Seven Scrumptious Strawberry Recipes

It's that time of year!!! Strawberry time!
Hurray!
Who doesn't love strawberries? (well apparently some people don't--like my 3-year-old. go figure)
But for the most part, everyone agrees that strawberries are just scrumptious.  And this time of year, they are fresh, (more likely to be) local, and (relatively) inexpensive. I just picked up a big 'ol container full at Costco and can't wait to eat them. :)

It's hard to improve on just a fresh strawberry, but here are some of our favorite strawberry recipes we've posted about her at Everyday Art. Looking through them makes me realize that I've failed to put some of my favorite recipes up! So, someday soon hopefully you'll see posts with my favorite Strawberry-Rhubarb Pie and also my Strawbery-Pepper-Pecan jam! YUM!

But, you won't be missing much with these great recipes. Take your pick of recipes and enjoy!


1. The Healthy, Vegan, Raw Strawberry Oat-Almond Bars. I could go for one of those right about now....



2. Rustic Strawberry Cake. Perfect with a dollop of whip cream on top. 



3. Fun, Fancy, Strawberry Puff Pasty. That creamy layer? Oh, it's delicious--cream cheese, sour cream, orange zest...yum!

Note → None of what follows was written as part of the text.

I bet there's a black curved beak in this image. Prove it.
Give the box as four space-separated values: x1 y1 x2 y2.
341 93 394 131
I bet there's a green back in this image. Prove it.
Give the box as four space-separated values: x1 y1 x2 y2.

4. Strawberry-Rhubarb Jam. Can't go wrong here! Love this on bread, ice cream, crackers or, um, just with a spoon.



5. Strawberry Scones. Not even a little bit healthy but oh so decadent and delicious!

6. Of course we had to include Fresh Strawberry Pie. It's a classic for a great reason. This link has several versions--take your pick. 


7. Breakfast Banana Split. Healthy, yummy, and just something new and fun to do.